María Cristina Rivera, jefa del Departamento de Desarrollo de Tecnologías de la Dirección de Riego y Drenaje, destacó que en los próximos meses el laboratorio ofrecerá estudios más completos que permitirán a los productores conocer a profundidad el estado de sus suelos y optimizar sus prácticas agrícolas.
Rivera destacó que “esta modernización no solo representa una mejora en infraestructura, sino un cambio profundo en la forma de producir, orientado a decisiones basadas en evidencia técnica que incrementan la eficiencia y la rentabilidad en el campo”.
El fortalecimiento del laboratorio cuenta con el respaldo de la Organización de las Naciones Unidas para la Alimentación y la Agricultura (FAO) y el Organismo Internacional de Energía Atómica, organismos que han contribuido con equipamiento especializado y capacitación técnica, consolidando una alianza internacional clave para el desarrollo agrícola del país.
Los laboratorios de suelos representan una herramienta esencial para la producción agrícola moderna, ya que permiten convertir información técnica en decisiones concretas en el campo. A través de estos análisis, los productores pueden identificar con precisión los nutrientes disponibles, detectar deficiencias y evitar el uso excesivo de fertilizantes, lo que se traduce en mayores rendimientos y una reducción significativa de costos.
Asimismo, estos estudios contribuyen a un uso más eficiente del agua, fortalecen la sostenibilidad ambiental al disminuir la degradación del suelo y permiten a los agricultores adaptarse mejor a los desafíos del cambio climático, al contar con información confiable para planificar sus cultivos.

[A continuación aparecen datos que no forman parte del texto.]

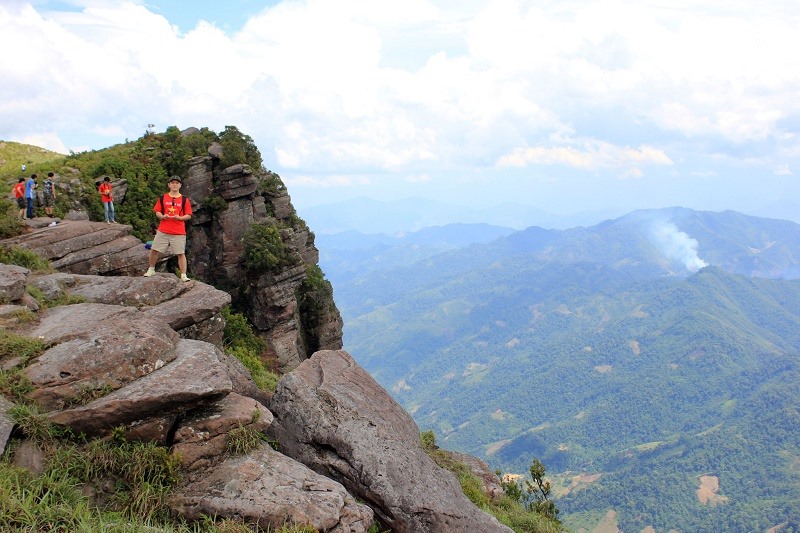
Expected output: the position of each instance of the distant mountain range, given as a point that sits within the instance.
(369, 216)
(366, 215)
(651, 361)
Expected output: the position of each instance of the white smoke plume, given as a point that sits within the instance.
(677, 246)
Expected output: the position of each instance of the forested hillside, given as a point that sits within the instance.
(650, 361)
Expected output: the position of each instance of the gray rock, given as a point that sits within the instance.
(6, 424)
(99, 357)
(267, 488)
(30, 456)
(331, 415)
(196, 377)
(202, 438)
(12, 282)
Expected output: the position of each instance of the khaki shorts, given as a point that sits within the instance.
(166, 243)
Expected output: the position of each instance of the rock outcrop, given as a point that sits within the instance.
(226, 203)
(142, 358)
(117, 360)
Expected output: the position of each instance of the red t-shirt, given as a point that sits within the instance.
(173, 207)
(105, 192)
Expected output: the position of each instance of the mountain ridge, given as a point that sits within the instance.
(612, 351)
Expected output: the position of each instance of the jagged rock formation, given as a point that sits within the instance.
(327, 417)
(142, 354)
(226, 203)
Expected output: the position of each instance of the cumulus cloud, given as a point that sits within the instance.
(591, 156)
(423, 87)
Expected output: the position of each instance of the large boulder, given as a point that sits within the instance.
(202, 438)
(331, 415)
(195, 377)
(271, 490)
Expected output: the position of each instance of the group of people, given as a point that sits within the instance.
(25, 194)
(172, 211)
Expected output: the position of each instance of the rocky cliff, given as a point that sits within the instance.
(142, 357)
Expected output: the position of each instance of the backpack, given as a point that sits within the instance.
(160, 202)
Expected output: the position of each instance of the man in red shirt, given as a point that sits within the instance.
(172, 210)
(107, 196)
(19, 194)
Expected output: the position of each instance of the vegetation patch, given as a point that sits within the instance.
(522, 511)
(241, 342)
(264, 249)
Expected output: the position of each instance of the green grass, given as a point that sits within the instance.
(241, 342)
(507, 510)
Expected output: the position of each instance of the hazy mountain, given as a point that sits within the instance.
(366, 215)
(351, 254)
(643, 359)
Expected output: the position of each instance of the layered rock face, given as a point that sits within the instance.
(142, 355)
(226, 203)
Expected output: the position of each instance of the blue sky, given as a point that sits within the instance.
(564, 105)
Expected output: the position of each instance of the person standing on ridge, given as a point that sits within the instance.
(30, 194)
(19, 194)
(107, 196)
(172, 210)
(49, 194)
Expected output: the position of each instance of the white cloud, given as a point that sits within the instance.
(326, 181)
(591, 156)
(424, 87)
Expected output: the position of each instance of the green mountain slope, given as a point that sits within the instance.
(597, 352)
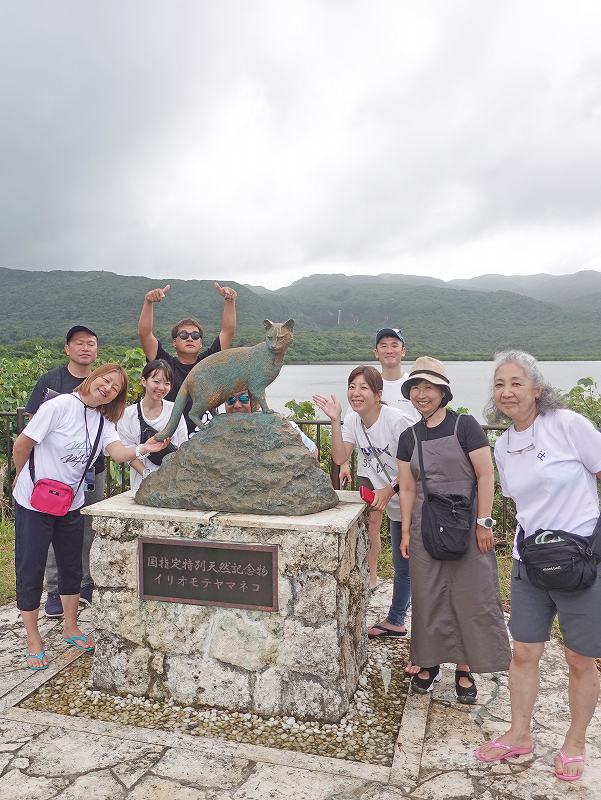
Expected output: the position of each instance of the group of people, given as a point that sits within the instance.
(411, 448)
(549, 461)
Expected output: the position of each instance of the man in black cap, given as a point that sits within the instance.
(81, 348)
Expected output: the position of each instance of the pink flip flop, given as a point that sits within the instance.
(569, 760)
(507, 751)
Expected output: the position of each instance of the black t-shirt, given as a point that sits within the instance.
(59, 380)
(180, 373)
(469, 432)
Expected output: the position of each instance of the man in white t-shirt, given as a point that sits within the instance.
(389, 351)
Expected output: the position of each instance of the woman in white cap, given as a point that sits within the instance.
(456, 609)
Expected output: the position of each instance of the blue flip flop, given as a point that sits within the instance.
(38, 656)
(72, 641)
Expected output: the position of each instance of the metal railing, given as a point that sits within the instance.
(117, 475)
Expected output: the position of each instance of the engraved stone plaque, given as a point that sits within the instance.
(208, 573)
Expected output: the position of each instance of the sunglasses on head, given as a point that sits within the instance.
(243, 398)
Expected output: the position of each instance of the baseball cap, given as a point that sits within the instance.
(79, 329)
(395, 332)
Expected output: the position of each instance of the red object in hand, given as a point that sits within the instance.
(367, 495)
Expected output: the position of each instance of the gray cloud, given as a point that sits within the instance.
(263, 141)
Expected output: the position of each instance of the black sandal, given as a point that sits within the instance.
(465, 694)
(424, 685)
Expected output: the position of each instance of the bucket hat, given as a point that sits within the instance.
(428, 369)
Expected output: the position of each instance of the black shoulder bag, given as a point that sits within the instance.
(560, 561)
(147, 432)
(446, 518)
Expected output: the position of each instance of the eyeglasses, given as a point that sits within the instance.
(243, 398)
(397, 331)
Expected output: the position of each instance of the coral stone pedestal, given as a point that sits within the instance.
(303, 659)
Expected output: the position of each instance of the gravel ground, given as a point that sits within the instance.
(367, 733)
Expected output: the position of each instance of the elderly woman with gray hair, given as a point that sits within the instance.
(549, 460)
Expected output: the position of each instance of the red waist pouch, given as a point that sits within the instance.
(52, 497)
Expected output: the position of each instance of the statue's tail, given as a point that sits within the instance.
(178, 410)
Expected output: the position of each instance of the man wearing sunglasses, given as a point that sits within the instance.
(187, 339)
(241, 404)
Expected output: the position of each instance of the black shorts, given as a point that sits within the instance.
(533, 611)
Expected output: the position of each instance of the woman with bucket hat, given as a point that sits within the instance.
(446, 481)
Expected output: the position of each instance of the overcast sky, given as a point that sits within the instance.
(264, 141)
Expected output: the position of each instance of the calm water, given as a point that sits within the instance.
(470, 381)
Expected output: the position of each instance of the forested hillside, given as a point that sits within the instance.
(336, 315)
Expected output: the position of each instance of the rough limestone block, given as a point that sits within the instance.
(246, 640)
(252, 463)
(193, 681)
(315, 598)
(308, 699)
(310, 650)
(115, 564)
(303, 659)
(119, 668)
(118, 613)
(267, 695)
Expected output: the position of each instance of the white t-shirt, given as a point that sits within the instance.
(391, 395)
(129, 433)
(63, 445)
(553, 482)
(384, 436)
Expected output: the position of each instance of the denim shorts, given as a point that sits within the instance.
(533, 611)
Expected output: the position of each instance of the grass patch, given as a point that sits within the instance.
(7, 557)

En este contexto, la modernización del laboratorio de Comayagua marca un antes y un después para los productores hondureños, quienes ahora tendrán acceso a herramientas científicas que les permitirán producir más, con mayor eficiencia y menor impacto ambiental.
Con esta iniciativa del gobierno , la SAG reafirma su compromiso de impulsar una agricultura moderna, resiliente y competitiva, donde el conocimiento del suelo se convierte en la base del desarrollo productivo nacional.